# Wacko Jacko



## paulatt (Oct 28, 2002)

Watched the Michael Jackson documentary last night.

A very sad, sleasy & creepy guy.......

He should be locked away in Neverland!!

[smiley=pimp2.gif] [smiley=pimp2.gif] [smiley=rifle.gif]


----------



## coupe-sport (May 7, 2002)

he just came across as very child like - innocent in a way. Yes i agree a bit strange, but hardly peadophile material.

saying that though i wouldnt want my kids with him ... [smiley=clown.gif]


----------



## saint (Dec 6, 2002)

He is locked away in Neverland - I think the poor guy has never been given the chance to grow up and will remain childlike all his life. This is prolly the reason why he finds himself associating with kids etc as he finds it easier to relate to them rather than face adult life.
To a degree he is like anyother "star" - just looking for attention etc.


----------



## scoTTy (May 6, 2002)

Agree with James.

I think it is all innocent but to expose yourself and make it easy for allegations to be made, is just plain stupid. Maybe he really is that innocent :-/

Having said that I wouldn't leave any kids with him just in case!

I believe he is living in a imaginary world where everyone is nice and love is all about. A nice thought but not one that is based on reality.


----------



## Lisa. (May 7, 2002)

I felt nothing but pity for him.
An abusive yet non-existant childhood with constant criticism about his appearance.
Growing up in an surpressed world without the freedom to communicate and relate with other people.
He changed his face to please others, but denies it as he just wants to be accepted for who he is namely "Peter Pan", surrounded by children, innocence and naivity.

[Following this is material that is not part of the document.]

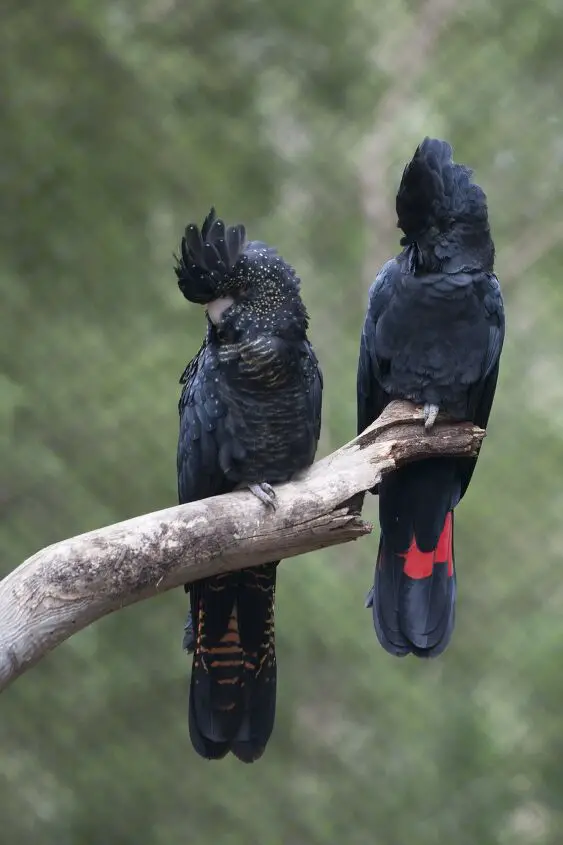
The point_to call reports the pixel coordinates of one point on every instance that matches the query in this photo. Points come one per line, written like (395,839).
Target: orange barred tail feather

The whole programme made me cringe. He revealed so much, probably through total innocence and naivity, that he could have been writing in his own obituary. And maybe thats what will result.

All I see is a very damaged (44 year old) child who cannot deal with what nasty reality of the real world.

Wacko Jacko maybe, but I don't think we should be too quick to judge him, he is unique in some respects.

I think he is simply unquestionably naive, immature and desperate to be loved.

Very sad.


----------



## jgoodman00 (May 6, 2002)

He is a genius, & most genius' are unbalanced in some way.

Irrespective of him though, I thought the way he is hounded with his children is totally unacceptable. The people who persue him when he just wants to goto the zoo with his family etc should be dealt with forcefully. It is totally unfair on him & his children. The goverments in this world need to do something to protect people like him, the beckhams etc from these complete arseholes who chase them around...


----------



## W7 PMC (May 6, 2002)

Total fucking weirdo. The locks to Neverland should be on the outside.

If he's a genius, then he's a very stupid genius.


----------



## Nik-S3 (Nov 6, 2002)

Actually, for the first half of the programme, I thought to myself "this guy isnt as mad as people make out, just a bit of an eccentric"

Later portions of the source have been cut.